This is not, per se, very useful, but sorting a parameter inside a MIP model is not very easy for MIP solvers. Obviously, if you need a sorted parameter in the model, it is better to use a sorting algorithm. But useless models can still be interesting.
I use:
Input: a 1-dimensional parameter with values.
Output: a 1-dimensional variable with the values sorted in ascending order.
We can implement this with a permutation matrix \(\color{darkred}X\), which is a permuted identity matrix.

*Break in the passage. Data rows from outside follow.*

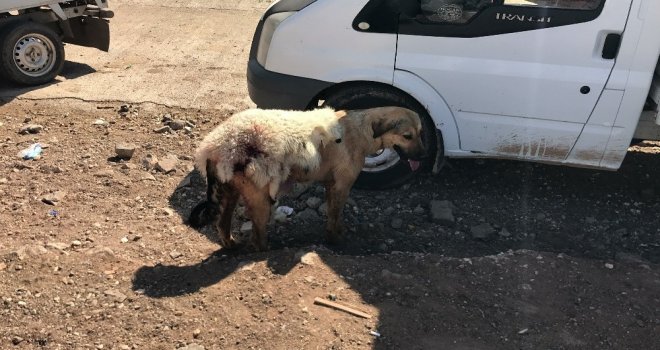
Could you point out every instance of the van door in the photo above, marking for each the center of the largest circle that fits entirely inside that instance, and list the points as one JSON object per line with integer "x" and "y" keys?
{"x": 521, "y": 77}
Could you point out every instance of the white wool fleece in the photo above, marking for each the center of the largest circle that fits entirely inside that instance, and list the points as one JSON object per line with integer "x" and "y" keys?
{"x": 265, "y": 144}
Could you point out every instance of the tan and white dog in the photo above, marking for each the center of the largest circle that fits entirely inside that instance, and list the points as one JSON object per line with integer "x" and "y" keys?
{"x": 254, "y": 152}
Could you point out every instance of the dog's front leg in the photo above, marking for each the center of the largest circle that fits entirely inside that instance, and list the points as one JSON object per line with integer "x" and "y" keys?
{"x": 336, "y": 195}
{"x": 227, "y": 197}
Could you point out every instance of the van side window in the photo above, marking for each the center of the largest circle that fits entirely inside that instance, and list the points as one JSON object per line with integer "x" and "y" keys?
{"x": 461, "y": 11}
{"x": 557, "y": 4}
{"x": 452, "y": 11}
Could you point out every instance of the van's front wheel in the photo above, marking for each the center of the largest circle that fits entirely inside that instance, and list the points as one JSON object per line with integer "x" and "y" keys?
{"x": 385, "y": 169}
{"x": 30, "y": 53}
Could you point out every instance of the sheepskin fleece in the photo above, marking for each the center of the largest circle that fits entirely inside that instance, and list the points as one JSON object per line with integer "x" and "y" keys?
{"x": 265, "y": 144}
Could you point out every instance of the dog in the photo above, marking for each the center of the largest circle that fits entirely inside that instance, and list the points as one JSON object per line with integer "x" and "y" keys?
{"x": 253, "y": 153}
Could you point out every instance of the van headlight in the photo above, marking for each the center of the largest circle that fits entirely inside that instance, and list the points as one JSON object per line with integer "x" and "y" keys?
{"x": 270, "y": 25}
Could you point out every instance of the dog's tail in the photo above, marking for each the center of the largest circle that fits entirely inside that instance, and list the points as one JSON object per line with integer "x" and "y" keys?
{"x": 202, "y": 214}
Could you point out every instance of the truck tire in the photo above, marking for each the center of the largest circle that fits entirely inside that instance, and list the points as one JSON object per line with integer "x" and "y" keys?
{"x": 385, "y": 169}
{"x": 30, "y": 53}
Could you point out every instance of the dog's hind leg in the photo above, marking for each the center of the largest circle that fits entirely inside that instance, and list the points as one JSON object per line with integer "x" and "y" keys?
{"x": 222, "y": 222}
{"x": 259, "y": 205}
{"x": 336, "y": 195}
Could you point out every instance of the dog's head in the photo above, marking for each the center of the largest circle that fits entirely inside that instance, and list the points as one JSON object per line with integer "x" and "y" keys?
{"x": 400, "y": 129}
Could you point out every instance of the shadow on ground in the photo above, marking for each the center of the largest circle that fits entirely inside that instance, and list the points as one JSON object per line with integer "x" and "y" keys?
{"x": 71, "y": 70}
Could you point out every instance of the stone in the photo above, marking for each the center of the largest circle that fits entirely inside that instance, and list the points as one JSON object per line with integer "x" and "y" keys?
{"x": 246, "y": 227}
{"x": 482, "y": 231}
{"x": 323, "y": 209}
{"x": 117, "y": 295}
{"x": 30, "y": 129}
{"x": 313, "y": 202}
{"x": 149, "y": 161}
{"x": 57, "y": 246}
{"x": 442, "y": 212}
{"x": 125, "y": 150}
{"x": 308, "y": 215}
{"x": 167, "y": 164}
{"x": 177, "y": 124}
{"x": 54, "y": 198}
{"x": 163, "y": 129}
{"x": 307, "y": 258}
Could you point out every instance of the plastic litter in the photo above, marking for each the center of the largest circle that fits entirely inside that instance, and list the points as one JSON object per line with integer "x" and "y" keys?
{"x": 32, "y": 152}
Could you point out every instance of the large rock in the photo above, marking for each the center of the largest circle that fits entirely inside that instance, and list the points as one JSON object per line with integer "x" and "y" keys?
{"x": 442, "y": 212}
{"x": 167, "y": 164}
{"x": 125, "y": 150}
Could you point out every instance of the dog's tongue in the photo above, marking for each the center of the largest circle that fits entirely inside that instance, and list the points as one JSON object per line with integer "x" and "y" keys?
{"x": 414, "y": 165}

In a MIP context, this becomes a binary variable with some assignment constraints.
MIP Model for sorting \(p_i\) |
---|
\[\begin{align}\min\>&\color{darkred}z=0\\& \sum_i \color{darkred}x_{i,j} = 1&&\forall j\\ & \sum_j \color{darkred}x_{i,j} = 1&&\forall i\\ & \color{darkred}y_i = \sum_j \color{darkred}x_{i,j}\cdot\color{darkblue}p_j\\& \color{darkred}y_i \ge \color{darkred}y_{i-1}\\ & \color{darkred}x_{i,j} \in \{0,1\}\end{align}\] |
If we want to sort \(n\) values, this model has \(n^2\) binary variables.
One possible improvement is to add the extra constraint \[\sum_i \color{darkred}y_i = \sum_i \color{darkblue}p_i\]
Let's compare a commercial solver (Cplex) with an open-source one (HiGHS). I use here \(n=50,100,200\). Model 1 is without the extra constraint while model 2 includes the extra constraint. The data \(\color{darkblue}p_i\) is random. A time limit of 1,000 seconds was used. Otherwise, the solvers used default settings.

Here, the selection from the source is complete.